The Gills, an indie rock band hailing originally from Pensacola, FL, is three days shy of closing funding their new self-titled album on PledgeMusic, and it’s definitely worthy of your support.
With nearly 10 years of experience together, the group undoubtedly has conglomerated to create what we can expect to be their best work yet. In 2007, lead vocalist and guitarist Jesse Wheeler formed the band with the help of a dynamic, blood-relative duo in brothers Andy and Matt Prince.
In just a few years, the trio made the collective decision to head out to Nashville, Tennessee to “push themselves out of their hometown comfort zone” — and that’s exactly what they did.
They quickly found an excellent addition to the team in Justin Locke, whose masterful follow up on both the guitar and keyboard beautifully shines through to bring the bands’ harmonic sound together in flaming fashion.
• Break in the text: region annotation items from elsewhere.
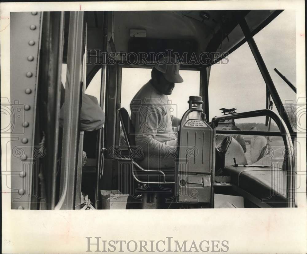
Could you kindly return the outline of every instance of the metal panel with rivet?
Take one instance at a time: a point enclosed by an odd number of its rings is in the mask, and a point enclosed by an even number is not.
[[[11,12],[10,26],[11,208],[35,206],[33,176],[43,149],[35,146],[41,13]],[[33,202],[34,202],[33,204]]]

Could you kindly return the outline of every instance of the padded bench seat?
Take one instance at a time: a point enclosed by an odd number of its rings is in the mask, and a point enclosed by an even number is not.
[[[271,167],[227,167],[231,183],[269,205],[286,207],[286,172]]]

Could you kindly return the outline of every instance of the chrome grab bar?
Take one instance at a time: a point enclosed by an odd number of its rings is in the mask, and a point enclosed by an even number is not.
[[[153,169],[145,169],[143,168],[142,167],[141,167],[138,164],[136,163],[135,161],[134,161],[133,160],[131,160],[131,162],[132,164],[132,175],[133,176],[134,178],[135,179],[136,181],[142,184],[174,184],[175,182],[167,182],[166,181],[166,178],[165,177],[165,174],[161,170],[154,170]],[[163,182],[144,182],[142,181],[141,181],[135,175],[135,174],[134,172],[134,165],[135,166],[137,167],[138,169],[142,170],[142,171],[144,172],[154,172],[156,173],[161,173],[161,174],[163,175],[163,178],[164,179],[164,180]]]

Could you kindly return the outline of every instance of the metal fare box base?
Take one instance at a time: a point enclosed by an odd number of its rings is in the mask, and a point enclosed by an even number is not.
[[[178,176],[178,202],[209,203],[211,178],[209,175],[191,175],[179,173]]]

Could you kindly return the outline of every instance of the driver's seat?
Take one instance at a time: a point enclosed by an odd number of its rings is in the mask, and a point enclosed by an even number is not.
[[[134,179],[142,183],[165,184],[175,183],[176,173],[173,168],[164,168],[163,171],[158,169],[144,169],[136,161],[143,157],[142,148],[135,144],[135,129],[129,114],[124,108],[118,109],[119,119],[122,124],[124,135],[133,164],[132,174]]]

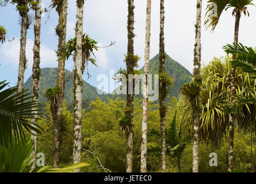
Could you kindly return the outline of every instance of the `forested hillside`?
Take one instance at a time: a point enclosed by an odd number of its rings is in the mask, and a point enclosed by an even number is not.
[[[40,70],[39,80],[39,98],[40,102],[45,102],[47,98],[44,97],[44,93],[49,87],[54,87],[56,85],[58,68],[45,68]],[[65,99],[67,103],[72,103],[74,99],[73,76],[71,71],[65,70]],[[32,92],[32,76],[30,76],[24,83],[24,89],[28,89],[28,92]],[[95,99],[97,97],[103,97],[99,95],[97,88],[92,86],[85,80],[83,80],[83,99]]]

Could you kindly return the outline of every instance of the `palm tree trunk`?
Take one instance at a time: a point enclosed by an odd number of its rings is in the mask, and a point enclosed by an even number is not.
[[[28,6],[28,0],[24,0],[22,5]],[[23,84],[24,82],[24,72],[26,68],[26,32],[28,29],[28,12],[21,12],[21,30],[20,48],[20,60],[18,66],[18,76],[17,83],[17,92],[23,91]]]
[[[128,74],[133,74],[134,68],[133,63],[133,56],[134,54],[133,49],[133,38],[134,38],[134,5],[133,0],[128,0],[128,16],[127,22],[128,29],[128,47],[127,47],[127,60],[126,62],[126,67],[127,73]],[[129,94],[129,81],[127,80],[127,106],[129,108],[129,110],[125,111],[125,116],[131,118],[132,121],[133,117],[133,93]],[[134,91],[134,82],[133,83],[133,91]],[[127,131],[127,172],[132,172],[132,155],[133,155],[133,125],[131,122],[131,126],[129,127],[129,131]]]
[[[159,72],[165,73],[165,2],[160,2],[160,37],[159,37]],[[165,145],[165,116],[166,109],[165,101],[166,99],[166,83],[164,79],[159,78],[159,112],[160,131],[161,134],[161,158],[162,171],[166,172],[166,152]]]
[[[200,77],[201,68],[201,24],[202,13],[202,0],[197,0],[196,28],[196,43],[194,49],[193,75],[196,82],[201,82]],[[191,101],[192,106],[192,117],[193,120],[193,172],[198,172],[198,148],[199,148],[199,125],[200,111],[199,109],[199,93]]]
[[[60,147],[60,124],[62,113],[62,103],[64,98],[64,88],[65,80],[65,59],[63,58],[63,52],[66,44],[67,30],[67,0],[62,0],[60,4],[56,7],[59,14],[59,24],[56,28],[56,33],[59,37],[58,45],[58,69],[57,85],[59,89],[58,103],[54,114],[53,114],[54,140],[52,144],[52,164],[55,167],[59,166],[59,155]]]
[[[82,147],[82,90],[83,85],[82,75],[82,38],[83,0],[77,0],[77,28],[75,32],[76,48],[74,72],[74,147],[73,162],[77,163],[81,159]],[[79,172],[79,170],[77,170]]]
[[[143,80],[143,102],[142,113],[142,153],[140,159],[140,172],[147,171],[147,136],[148,121],[148,75],[150,67],[150,28],[151,15],[151,0],[147,1],[147,18],[146,26],[146,44],[145,44],[145,64]]]
[[[39,90],[39,76],[40,75],[40,32],[41,32],[41,14],[39,14],[37,11],[41,9],[41,0],[37,0],[37,6],[35,9],[35,25],[34,25],[34,33],[35,33],[35,43],[34,43],[34,57],[33,63],[33,87],[32,87],[32,101],[34,102],[38,102],[38,91]],[[35,110],[36,114],[38,112],[38,108],[33,108],[33,110]],[[37,115],[33,115],[31,118],[32,123],[37,123]],[[31,140],[33,144],[33,149],[31,153],[34,155],[34,157],[32,160],[32,162],[36,160],[36,132],[32,131],[34,135],[31,135]],[[35,166],[33,166],[35,167]]]
[[[178,158],[178,171],[179,172],[181,172],[181,158]]]
[[[254,162],[253,160],[253,132],[252,129],[251,133],[251,171],[253,172],[254,172],[255,171]]]
[[[234,43],[238,43],[238,33],[239,30],[240,18],[241,15],[238,12],[236,14],[235,23],[235,34],[234,37]],[[235,55],[233,55],[233,60],[236,57]],[[232,68],[231,72],[231,86],[230,90],[230,102],[232,102],[235,95],[235,74],[236,68]],[[234,148],[234,136],[235,134],[235,117],[234,114],[230,114],[230,120],[228,125],[228,131],[230,134],[229,137],[229,148],[228,148],[228,170],[231,171],[233,169],[233,148]]]

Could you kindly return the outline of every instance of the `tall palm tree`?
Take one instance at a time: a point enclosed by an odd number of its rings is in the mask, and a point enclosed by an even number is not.
[[[97,42],[91,39],[86,34],[83,34],[83,1],[77,1],[77,24],[75,38],[70,39],[66,44],[64,56],[67,59],[73,56],[75,68],[74,70],[74,147],[73,162],[74,163],[81,160],[82,148],[82,93],[83,80],[82,78],[83,70],[90,61],[91,64],[97,66],[96,60],[90,57],[93,55],[94,50],[98,50]],[[77,40],[78,40],[77,41]],[[87,68],[88,69],[88,68]],[[89,75],[87,70],[87,75]],[[52,94],[52,93],[51,93]],[[51,98],[52,99],[52,98]],[[52,101],[53,100],[51,99]],[[77,171],[79,171],[77,170]]]
[[[29,26],[29,0],[12,0],[13,4],[17,4],[16,8],[19,11],[21,17],[21,30],[20,39],[20,59],[18,75],[17,92],[23,91],[23,84],[24,82],[24,72],[26,68],[26,32]]]
[[[39,76],[40,74],[40,32],[41,32],[41,0],[37,0],[36,3],[32,5],[32,8],[34,9],[35,13],[35,25],[34,25],[34,33],[35,33],[35,41],[33,63],[33,74],[32,74],[32,101],[33,102],[38,102],[38,93],[39,90]],[[37,107],[32,109],[36,112],[38,111]],[[37,123],[37,116],[36,114],[33,115],[31,118],[31,122],[32,124]],[[32,154],[35,155],[32,161],[36,159],[36,132],[32,132],[33,134],[31,135],[31,139],[33,145],[33,151]]]
[[[7,33],[6,30],[4,26],[0,25],[0,42],[3,44],[5,41],[5,37]]]
[[[159,35],[159,73],[165,74],[165,1],[160,1],[160,35]],[[159,78],[159,112],[160,131],[161,132],[162,171],[166,172],[166,154],[165,145],[165,116],[166,109],[165,101],[167,97],[166,82],[163,78]]]
[[[82,148],[82,90],[83,85],[83,20],[84,0],[77,0],[77,28],[75,30],[76,49],[75,68],[74,71],[74,136],[73,162],[78,163],[81,159]],[[77,171],[79,171],[78,170]]]
[[[55,29],[59,37],[58,49],[58,67],[57,86],[59,93],[57,97],[58,103],[55,103],[52,114],[54,140],[52,143],[52,164],[55,167],[59,166],[59,155],[60,148],[60,124],[62,113],[62,104],[64,99],[65,81],[65,58],[63,57],[65,52],[66,36],[67,31],[67,0],[52,0],[52,7],[56,7],[59,15],[59,24]]]
[[[31,124],[29,120],[30,116],[38,113],[33,110],[38,107],[37,103],[32,101],[32,97],[25,91],[17,93],[17,86],[4,90],[8,84],[0,82],[0,147],[10,146],[13,141],[17,143],[19,139],[25,141],[25,129],[37,133],[42,131],[38,124]]]
[[[204,24],[207,25],[207,28],[211,28],[212,30],[213,30],[216,25],[219,23],[220,16],[225,9],[226,10],[229,8],[233,8],[232,15],[235,18],[235,32],[234,37],[234,44],[238,43],[238,33],[239,30],[240,18],[242,13],[245,16],[250,15],[247,10],[247,6],[253,5],[252,3],[253,0],[210,0],[208,1],[209,5],[207,7],[207,13],[205,14],[206,20]],[[215,3],[217,7],[217,16],[212,16],[211,12],[213,10],[213,7],[211,5],[212,3]],[[235,60],[236,55],[233,55],[233,60]],[[230,90],[230,102],[232,102],[234,99],[234,95],[235,94],[235,73],[236,68],[232,68],[231,72],[231,85]],[[234,147],[234,136],[235,133],[235,118],[232,114],[230,114],[229,122],[229,148],[228,148],[228,170],[231,171],[233,168],[233,147]]]
[[[133,38],[135,37],[134,30],[134,0],[128,0],[128,15],[127,21],[128,29],[128,44],[127,44],[127,56],[126,58],[126,67],[127,74],[134,74],[134,48]],[[133,127],[132,125],[132,118],[133,118],[133,93],[129,94],[129,84],[131,83],[129,80],[127,83],[127,110],[125,111],[125,116],[128,120],[128,131],[126,132],[127,137],[127,172],[132,172],[132,160],[133,160]],[[133,82],[132,91],[134,91],[134,83]]]
[[[142,152],[140,159],[140,172],[147,171],[147,121],[148,118],[148,86],[147,76],[150,67],[150,28],[151,22],[151,0],[147,1],[147,18],[146,22],[145,64],[143,80],[143,102],[142,118]]]

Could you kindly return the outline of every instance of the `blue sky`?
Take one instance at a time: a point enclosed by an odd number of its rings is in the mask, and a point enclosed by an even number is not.
[[[51,1],[42,0],[46,7]],[[159,6],[160,0],[152,1],[152,22],[151,39],[151,58],[159,50]],[[196,20],[196,1],[166,1],[165,43],[166,52],[171,57],[180,63],[190,72],[193,70],[193,45],[194,44],[194,22]],[[207,1],[203,1],[204,17]],[[74,28],[76,20],[76,3],[68,0],[67,40],[75,36]],[[144,51],[146,26],[146,0],[135,0],[135,53],[141,56],[140,68],[144,63]],[[256,40],[256,7],[249,7],[249,17],[242,16],[239,32],[239,42],[248,46],[255,47]],[[233,41],[235,19],[231,16],[232,9],[224,12],[223,16],[213,33],[202,26],[202,62],[209,63],[213,56],[224,55],[222,47]],[[34,13],[30,11],[30,13]],[[109,70],[116,71],[120,67],[125,67],[124,54],[127,52],[127,0],[87,0],[84,7],[83,31],[98,41],[99,46],[107,45],[111,41],[116,44],[95,52],[98,68],[89,66],[91,78],[87,79],[86,73],[83,79],[94,86],[100,82],[97,81],[99,74],[109,74]],[[42,18],[40,67],[56,67],[56,55],[58,37],[55,28],[58,24],[58,14],[53,9],[47,16]],[[14,6],[7,5],[1,7],[0,25],[8,30],[7,37],[15,39],[3,44],[0,44],[0,79],[7,80],[11,86],[17,83],[20,49],[19,38],[20,26],[18,25],[19,14]],[[26,55],[29,60],[25,70],[25,81],[32,74],[33,63],[33,26],[28,31]],[[66,68],[72,70],[74,63],[71,60],[66,62]]]

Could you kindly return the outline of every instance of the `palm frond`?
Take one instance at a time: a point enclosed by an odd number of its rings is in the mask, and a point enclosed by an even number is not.
[[[208,1],[208,4],[206,9],[205,20],[204,21],[204,25],[207,29],[211,28],[211,31],[214,30],[219,23],[222,12],[225,10],[230,2],[230,0],[210,0]],[[212,6],[213,3],[215,3],[217,5],[217,16],[213,16],[212,14],[214,8]]]

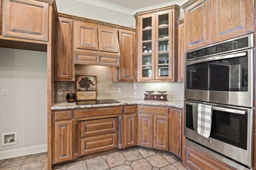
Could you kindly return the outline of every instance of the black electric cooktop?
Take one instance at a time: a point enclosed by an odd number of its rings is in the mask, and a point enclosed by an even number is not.
[[[92,104],[108,104],[121,103],[114,99],[101,99],[94,100],[82,100],[76,101],[76,105],[87,105]]]

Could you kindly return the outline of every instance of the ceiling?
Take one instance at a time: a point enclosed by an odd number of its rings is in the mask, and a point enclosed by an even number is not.
[[[73,0],[133,15],[136,12],[177,4],[188,0]]]
[[[101,0],[128,8],[136,10],[176,0]]]

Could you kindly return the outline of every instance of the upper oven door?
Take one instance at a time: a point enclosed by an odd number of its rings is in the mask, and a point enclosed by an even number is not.
[[[211,132],[208,138],[198,134],[197,129],[195,130],[196,128],[194,124],[197,122],[193,120],[193,103],[212,106]],[[188,100],[185,100],[184,105],[186,137],[250,167],[253,109]]]
[[[253,107],[253,49],[185,63],[185,98]]]

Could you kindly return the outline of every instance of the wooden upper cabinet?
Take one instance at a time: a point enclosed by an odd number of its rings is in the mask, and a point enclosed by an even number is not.
[[[136,13],[138,82],[176,80],[179,6]]]
[[[55,123],[54,163],[72,159],[72,121]]]
[[[219,42],[254,31],[254,1],[211,0],[212,41]]]
[[[119,53],[117,30],[103,27],[100,27],[98,30],[100,51]]]
[[[32,0],[4,0],[3,35],[48,41],[49,5]]]
[[[120,66],[117,29],[78,21],[74,24],[74,64]]]
[[[153,115],[139,115],[138,145],[146,147],[153,146]]]
[[[199,0],[184,10],[186,51],[203,47],[211,43],[210,2]]]
[[[155,148],[168,149],[168,116],[154,116],[154,145]]]
[[[72,20],[58,18],[56,57],[58,80],[74,80],[74,66],[72,59]]]
[[[96,25],[82,22],[74,22],[74,40],[78,49],[98,50]]]
[[[138,80],[154,80],[155,74],[155,14],[139,16],[137,20],[139,21],[137,50]]]
[[[120,29],[120,67],[119,80],[135,80],[135,33]]]
[[[184,82],[184,57],[185,55],[185,29],[184,23],[182,22],[178,25],[178,82]]]

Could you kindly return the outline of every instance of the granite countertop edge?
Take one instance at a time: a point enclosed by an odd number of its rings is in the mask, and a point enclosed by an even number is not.
[[[59,110],[62,109],[77,109],[98,107],[117,106],[131,104],[145,104],[155,106],[172,106],[182,109],[183,108],[183,101],[159,101],[144,100],[143,99],[115,99],[120,103],[111,103],[88,105],[76,105],[76,102],[68,103],[67,102],[60,102],[54,104],[52,107],[52,110]]]

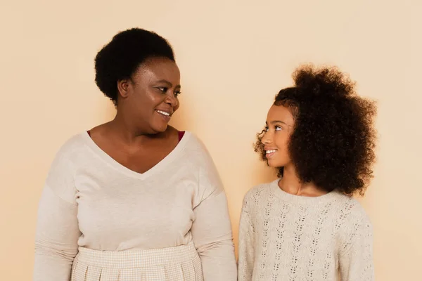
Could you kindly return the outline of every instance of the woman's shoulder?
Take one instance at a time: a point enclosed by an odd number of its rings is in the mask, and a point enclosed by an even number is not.
[[[86,147],[87,138],[89,138],[87,131],[72,135],[60,145],[57,155],[70,157]]]

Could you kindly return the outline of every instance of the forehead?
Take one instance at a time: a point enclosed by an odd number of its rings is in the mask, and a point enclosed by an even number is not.
[[[269,123],[272,121],[281,121],[289,125],[293,125],[295,122],[290,110],[283,105],[272,105],[269,108],[267,122]]]
[[[151,58],[143,63],[135,73],[136,80],[167,80],[173,85],[180,84],[180,72],[176,63],[167,58]]]

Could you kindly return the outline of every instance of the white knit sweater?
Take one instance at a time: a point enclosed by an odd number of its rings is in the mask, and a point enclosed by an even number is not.
[[[293,195],[278,182],[245,197],[238,280],[373,280],[372,227],[360,204],[335,191]]]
The Gills Born from Trying Times
Wheeler initially began writing music in his teenaged years as a means of coping with a harsh childhood battle with Leukemia.
Fortunately, rather than channeling those emotions into ballads of depression he took the high road and created songs that would make both he and his friends laugh as he sang them. In time, his innate creative talent blossomed into what is now an unconventionally high-flown, dancing-in-the-shower sound that simply never fails to please.
It’s hard not to get that feeling while listening to their 2012 LP, Motor Running. Rich with rhythmic and upbeat bass lines in tandem with playful, high-pitched sounds on top of them, The Gills force your feet into submission and it won’t be long ‘till you find yourself tapping along in an all but controllable synchronized sensation.
In songs like “Make It Pop,” the group matches what may seem to be very ordinary chord progressions with shrill synthesized sounds you’ve likely never come across before and even introduces a few optimistic strikes of the xylophone to help the cause. Though they may not drop your jaw with their lyricism, they’ll definitely give it a shot with their dicey choice of instrumentation and crafty mastering to bring it all together.
The Gills — Straightforward Rock
As for their latest album, The Gills rely a whole lot less on the incorporation of different, unfamiliar sounds and let the good ol’ guitar and bass do almost all the talkin’.
Songs like the album opener “Lemonade” are majestically formulaic in that they don’t use a single unprecedented chord progression and still find countless ways to stamp their own creative twist on it. What at first seems to be a “yet another high school indie song” quickly evolves into a wonderfully developed track that you just can’t help but sing along to. Wheeler’s vocals dance perfectly alongside the ear-grabbing guitar numbers shouting melodically from the background.
The following song, “Rubberband,” carries an excellent tune and uses an ever so clever classic rock chord progression amidst the chorus that forcibly binds your attention to the music in your ears. It’s as if the band is performing the piece live and in person with every strum of that ever-present bass guitar.
Listening to The Gills, you can’t help but feel like their time in the limelight is just around the corner. If and when they do get that long-awaited call up to the pearly gates of fame and stardom, let’s just hope they can keep the taste of such pure and well-inspired music fresh on their tongues.
After all, the Lemonade ain’t always sweeter on the other side.